How might TMPRSS3 antibodies contribute to understanding novel functions beyond hearing and cancer?

While TMPRSS3 is well-studied in hearing loss and cancer, emerging research suggests broader applications:

• Protein-protein interaction networks:

  • Co-immunoprecipitation combined with mass spectrometry can identify novel binding partners.

  • Proximity labeling approaches (BioID, APEX) with TMPRSS3 antibody validation can map interaction landscapes.

  • These methods may reveal unexpected cellular pathways involving TMPRSS3.

• Developmental biology:

  • Temporal expression analysis during cochlear development could reveal critical windows for TMPRSS3 function.

  • Investigation in other developing organs might identify new roles beyond the established functions.

• Potential therapeutic targeting:

  • Antibodies can help validate TMPRSS3 as a therapeutic target in disease models.

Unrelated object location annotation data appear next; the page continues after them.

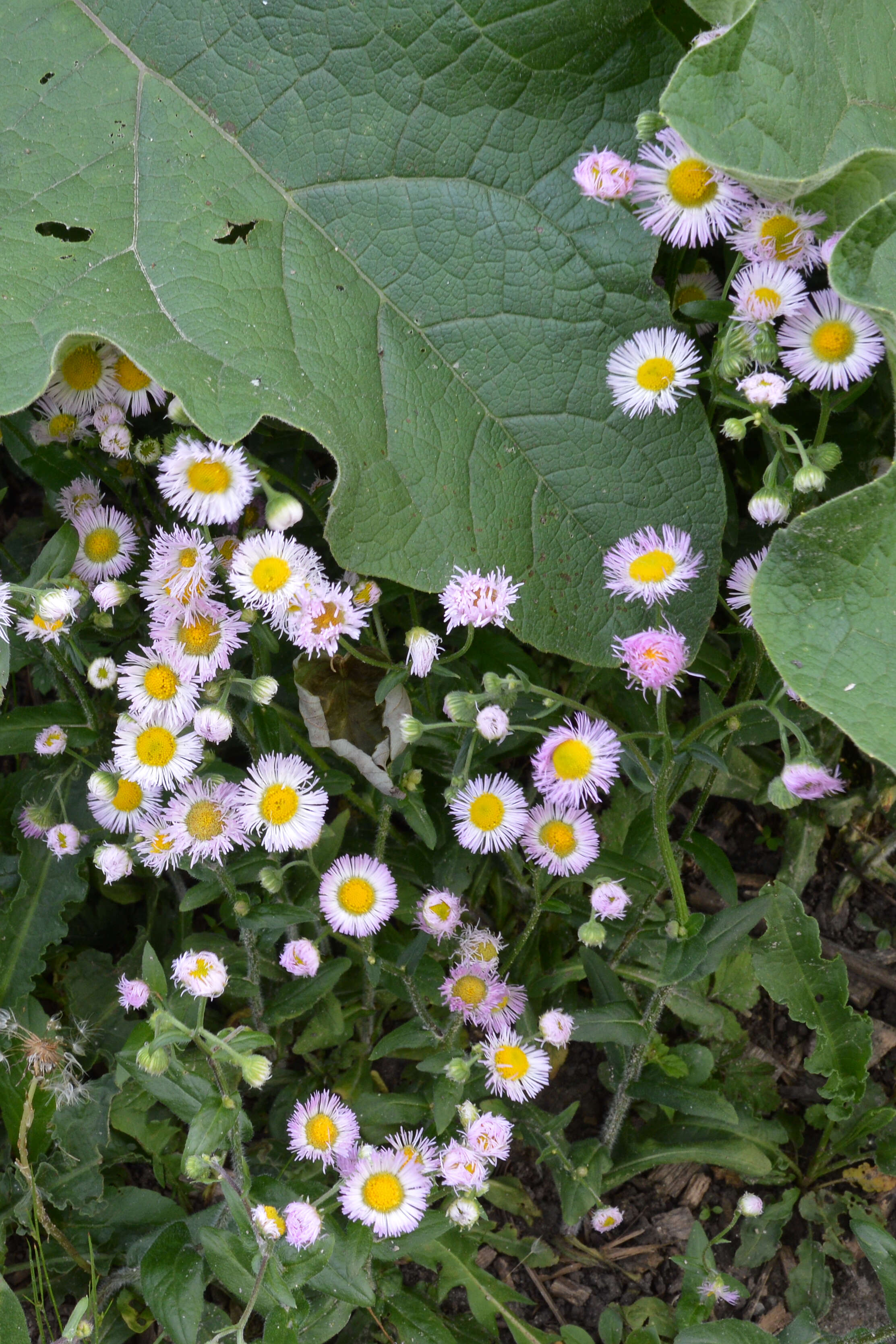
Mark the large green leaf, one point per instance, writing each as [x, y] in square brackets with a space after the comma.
[422, 288]
[824, 604]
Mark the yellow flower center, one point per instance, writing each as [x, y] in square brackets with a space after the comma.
[320, 1132]
[487, 812]
[83, 369]
[161, 682]
[559, 838]
[471, 990]
[571, 760]
[209, 478]
[271, 574]
[205, 820]
[652, 568]
[155, 746]
[383, 1193]
[691, 183]
[103, 545]
[128, 796]
[279, 804]
[356, 895]
[131, 378]
[511, 1062]
[833, 342]
[655, 375]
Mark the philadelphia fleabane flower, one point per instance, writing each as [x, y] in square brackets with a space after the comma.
[489, 814]
[323, 1129]
[741, 581]
[107, 544]
[475, 599]
[649, 568]
[778, 233]
[206, 483]
[563, 840]
[829, 343]
[385, 1193]
[358, 895]
[766, 291]
[281, 799]
[577, 763]
[515, 1069]
[653, 370]
[604, 175]
[681, 198]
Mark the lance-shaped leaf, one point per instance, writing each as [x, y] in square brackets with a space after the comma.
[362, 219]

  • Screening for inhibitors of TMPRSS3 proteolytic activity could lead to novel therapeutic approaches.

  • Understanding epitope accessibility in living cells may inform antibody-drug conjugate development.

What advanced imaging techniques can enhance TMPRSS3 localization studies using available antibodies?

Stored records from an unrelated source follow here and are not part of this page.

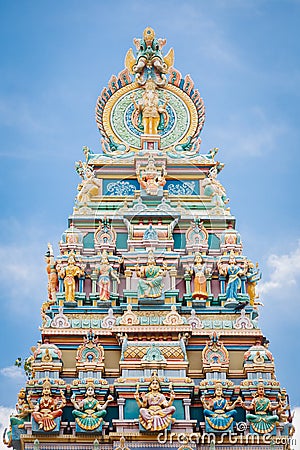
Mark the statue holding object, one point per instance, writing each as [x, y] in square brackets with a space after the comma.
[151, 178]
[261, 420]
[155, 410]
[234, 272]
[150, 283]
[69, 273]
[47, 408]
[105, 272]
[219, 415]
[52, 274]
[199, 270]
[89, 412]
[151, 114]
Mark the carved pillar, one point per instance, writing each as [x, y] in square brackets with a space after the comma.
[115, 286]
[94, 277]
[121, 403]
[60, 284]
[208, 285]
[187, 278]
[81, 281]
[173, 273]
[128, 274]
[187, 404]
[222, 284]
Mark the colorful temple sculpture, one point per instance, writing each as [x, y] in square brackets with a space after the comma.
[150, 334]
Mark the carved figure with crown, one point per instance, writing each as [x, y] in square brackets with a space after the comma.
[89, 186]
[155, 410]
[149, 62]
[150, 112]
[234, 272]
[150, 283]
[261, 419]
[69, 273]
[219, 414]
[52, 274]
[200, 271]
[89, 412]
[48, 410]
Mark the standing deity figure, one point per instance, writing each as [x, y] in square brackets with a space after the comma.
[214, 189]
[150, 112]
[105, 272]
[90, 184]
[155, 410]
[261, 421]
[89, 412]
[47, 408]
[150, 283]
[253, 275]
[234, 273]
[219, 415]
[200, 271]
[151, 178]
[52, 274]
[69, 273]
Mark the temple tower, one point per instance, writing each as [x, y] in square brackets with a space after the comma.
[150, 333]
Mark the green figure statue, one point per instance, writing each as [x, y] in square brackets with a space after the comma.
[261, 421]
[89, 413]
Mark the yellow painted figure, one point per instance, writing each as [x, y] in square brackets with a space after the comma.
[149, 108]
[155, 410]
[69, 273]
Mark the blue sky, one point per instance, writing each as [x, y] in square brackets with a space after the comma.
[55, 58]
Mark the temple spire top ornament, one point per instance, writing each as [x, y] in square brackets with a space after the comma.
[149, 62]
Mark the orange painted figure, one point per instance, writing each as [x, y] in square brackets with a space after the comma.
[47, 409]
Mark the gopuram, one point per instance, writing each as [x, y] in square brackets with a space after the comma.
[150, 335]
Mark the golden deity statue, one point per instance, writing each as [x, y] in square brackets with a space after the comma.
[150, 177]
[150, 111]
[47, 408]
[69, 273]
[155, 410]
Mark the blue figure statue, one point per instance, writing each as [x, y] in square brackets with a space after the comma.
[219, 415]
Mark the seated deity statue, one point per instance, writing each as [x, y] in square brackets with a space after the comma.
[69, 273]
[89, 412]
[150, 283]
[105, 272]
[234, 273]
[151, 178]
[47, 408]
[261, 420]
[219, 415]
[155, 410]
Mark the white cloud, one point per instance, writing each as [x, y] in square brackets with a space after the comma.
[13, 372]
[4, 423]
[296, 423]
[285, 273]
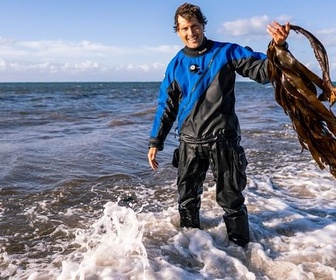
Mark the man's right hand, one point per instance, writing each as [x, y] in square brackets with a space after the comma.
[152, 158]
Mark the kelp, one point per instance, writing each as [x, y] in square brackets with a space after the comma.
[296, 91]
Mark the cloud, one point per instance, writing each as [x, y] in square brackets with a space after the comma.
[24, 59]
[254, 26]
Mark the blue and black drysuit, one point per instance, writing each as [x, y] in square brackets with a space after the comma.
[198, 91]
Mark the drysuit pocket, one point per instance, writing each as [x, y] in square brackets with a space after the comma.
[175, 160]
[239, 164]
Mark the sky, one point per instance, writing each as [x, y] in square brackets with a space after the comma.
[129, 40]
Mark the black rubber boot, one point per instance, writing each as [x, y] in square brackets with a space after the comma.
[189, 218]
[238, 227]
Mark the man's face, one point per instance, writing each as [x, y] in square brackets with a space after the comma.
[191, 32]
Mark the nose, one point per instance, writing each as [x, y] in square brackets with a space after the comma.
[190, 31]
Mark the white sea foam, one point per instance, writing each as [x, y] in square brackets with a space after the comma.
[292, 237]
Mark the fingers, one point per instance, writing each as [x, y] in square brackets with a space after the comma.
[152, 158]
[278, 32]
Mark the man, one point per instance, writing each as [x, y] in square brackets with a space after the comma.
[198, 91]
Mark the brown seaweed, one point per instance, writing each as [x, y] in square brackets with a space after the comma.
[296, 91]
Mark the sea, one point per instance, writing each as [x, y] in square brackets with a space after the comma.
[78, 199]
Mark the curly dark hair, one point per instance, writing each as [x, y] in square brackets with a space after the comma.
[188, 11]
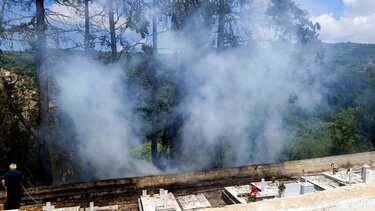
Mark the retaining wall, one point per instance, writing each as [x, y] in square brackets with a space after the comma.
[132, 187]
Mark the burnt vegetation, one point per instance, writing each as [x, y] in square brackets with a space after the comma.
[343, 123]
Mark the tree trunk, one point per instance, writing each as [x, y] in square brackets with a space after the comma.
[154, 90]
[220, 29]
[112, 30]
[2, 10]
[43, 89]
[87, 26]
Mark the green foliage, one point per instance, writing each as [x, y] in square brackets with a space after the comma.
[21, 62]
[344, 131]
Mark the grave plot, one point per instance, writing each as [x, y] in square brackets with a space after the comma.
[266, 190]
[96, 208]
[50, 207]
[163, 201]
[193, 202]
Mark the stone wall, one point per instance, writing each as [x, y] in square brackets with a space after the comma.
[132, 187]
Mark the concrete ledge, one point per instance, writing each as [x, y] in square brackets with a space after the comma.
[348, 198]
[132, 187]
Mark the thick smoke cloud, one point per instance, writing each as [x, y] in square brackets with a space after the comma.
[238, 99]
[233, 103]
[94, 98]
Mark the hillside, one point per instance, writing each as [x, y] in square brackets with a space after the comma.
[349, 56]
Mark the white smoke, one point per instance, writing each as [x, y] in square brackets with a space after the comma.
[234, 101]
[94, 97]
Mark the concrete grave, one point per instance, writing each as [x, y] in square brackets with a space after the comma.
[76, 208]
[163, 201]
[346, 177]
[192, 202]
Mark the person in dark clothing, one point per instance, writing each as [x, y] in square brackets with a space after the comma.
[12, 182]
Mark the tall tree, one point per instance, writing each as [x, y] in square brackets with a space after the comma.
[2, 10]
[87, 26]
[43, 86]
[112, 31]
[221, 23]
[154, 88]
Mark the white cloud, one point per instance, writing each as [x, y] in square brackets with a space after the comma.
[357, 23]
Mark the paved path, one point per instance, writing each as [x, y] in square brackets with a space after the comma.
[355, 197]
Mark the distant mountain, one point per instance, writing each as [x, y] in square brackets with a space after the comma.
[349, 56]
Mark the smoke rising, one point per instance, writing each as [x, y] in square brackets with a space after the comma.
[233, 103]
[238, 99]
[94, 97]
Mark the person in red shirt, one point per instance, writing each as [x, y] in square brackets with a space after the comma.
[253, 192]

Recent advances in microscopy offer new opportunities for detailed TMPRSS3 localization:

• Super-resolution approaches:

  • Structured illumination microscopy (SR-SIM) has been successfully used to visualize TMPRSS3 in human inner ear with approximately 80 nm resolution .

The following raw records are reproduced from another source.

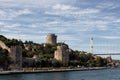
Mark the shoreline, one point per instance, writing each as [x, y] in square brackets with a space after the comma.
[51, 70]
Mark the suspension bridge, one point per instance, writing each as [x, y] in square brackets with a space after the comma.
[107, 49]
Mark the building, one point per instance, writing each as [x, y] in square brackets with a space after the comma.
[16, 56]
[62, 54]
[51, 39]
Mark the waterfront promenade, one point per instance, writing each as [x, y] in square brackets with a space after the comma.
[48, 71]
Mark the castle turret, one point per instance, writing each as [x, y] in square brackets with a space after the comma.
[16, 56]
[62, 54]
[51, 39]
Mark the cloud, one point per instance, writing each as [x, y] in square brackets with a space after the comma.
[73, 12]
[108, 5]
[9, 25]
[8, 14]
[63, 7]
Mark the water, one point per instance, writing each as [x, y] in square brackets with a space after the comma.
[107, 74]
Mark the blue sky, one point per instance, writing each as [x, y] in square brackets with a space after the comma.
[73, 21]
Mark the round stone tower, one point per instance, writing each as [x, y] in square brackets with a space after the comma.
[51, 39]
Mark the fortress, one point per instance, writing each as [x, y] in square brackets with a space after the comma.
[62, 52]
[15, 53]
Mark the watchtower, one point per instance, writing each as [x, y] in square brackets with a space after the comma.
[51, 39]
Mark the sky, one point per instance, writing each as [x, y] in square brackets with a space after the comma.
[73, 21]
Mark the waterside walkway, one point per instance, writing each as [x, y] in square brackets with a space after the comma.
[47, 71]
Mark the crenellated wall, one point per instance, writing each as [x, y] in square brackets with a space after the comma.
[3, 45]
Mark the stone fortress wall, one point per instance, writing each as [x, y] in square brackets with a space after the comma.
[15, 53]
[51, 39]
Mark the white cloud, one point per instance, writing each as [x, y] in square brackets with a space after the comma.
[8, 14]
[73, 12]
[110, 37]
[9, 25]
[63, 7]
[108, 5]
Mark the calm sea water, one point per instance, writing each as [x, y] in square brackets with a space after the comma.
[106, 74]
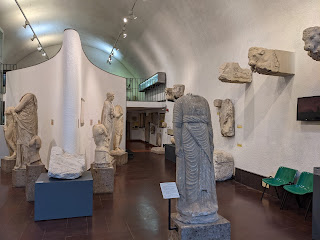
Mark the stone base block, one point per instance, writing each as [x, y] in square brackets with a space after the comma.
[103, 179]
[33, 172]
[158, 150]
[121, 158]
[7, 165]
[219, 230]
[19, 177]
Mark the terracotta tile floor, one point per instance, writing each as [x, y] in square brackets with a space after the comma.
[136, 209]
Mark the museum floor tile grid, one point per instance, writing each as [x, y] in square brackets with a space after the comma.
[136, 209]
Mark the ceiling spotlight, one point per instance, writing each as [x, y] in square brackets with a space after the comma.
[34, 37]
[26, 23]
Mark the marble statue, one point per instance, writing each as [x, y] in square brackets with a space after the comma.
[169, 94]
[34, 147]
[195, 170]
[107, 117]
[311, 38]
[178, 90]
[102, 156]
[233, 73]
[271, 62]
[26, 117]
[226, 117]
[223, 165]
[10, 134]
[64, 165]
[118, 128]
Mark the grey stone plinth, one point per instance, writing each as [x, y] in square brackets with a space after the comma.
[33, 172]
[7, 165]
[219, 230]
[19, 177]
[121, 158]
[103, 179]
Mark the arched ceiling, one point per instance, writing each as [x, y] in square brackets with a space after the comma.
[97, 21]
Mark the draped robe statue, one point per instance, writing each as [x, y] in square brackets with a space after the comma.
[26, 118]
[118, 127]
[107, 117]
[195, 170]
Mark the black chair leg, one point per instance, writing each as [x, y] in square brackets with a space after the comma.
[308, 208]
[277, 193]
[265, 187]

  • STORM/PALM methodologies could potentially achieve even higher resolution (10-20 nm).

  • Expansion microscopy could physically enlarge specimens for improved visualization of subcellular structures.

• Dynamic imaging approaches:

  • Live-cell compatible antibody fragments could enable tracking of TMPRSS3 trafficking.

  • FRAP (Fluorescence Recovery After Photobleaching) with fluorescently labeled antibodies could assess protein mobility.

  • Correlative light-electron microscopy could connect immunofluorescence data with ultrastructural context.

• Multiplexed detection:

  • Cyclic immunofluorescence or spectral unmixing can detect TMPRSS3 alongside multiple other markers.

  • Mass cytometry or imaging mass cytometry with metal-conjugated antibodies enables high-parameter analysis.

  • These approaches could reveal co-expression patterns with interacting proteins, providing functional insights.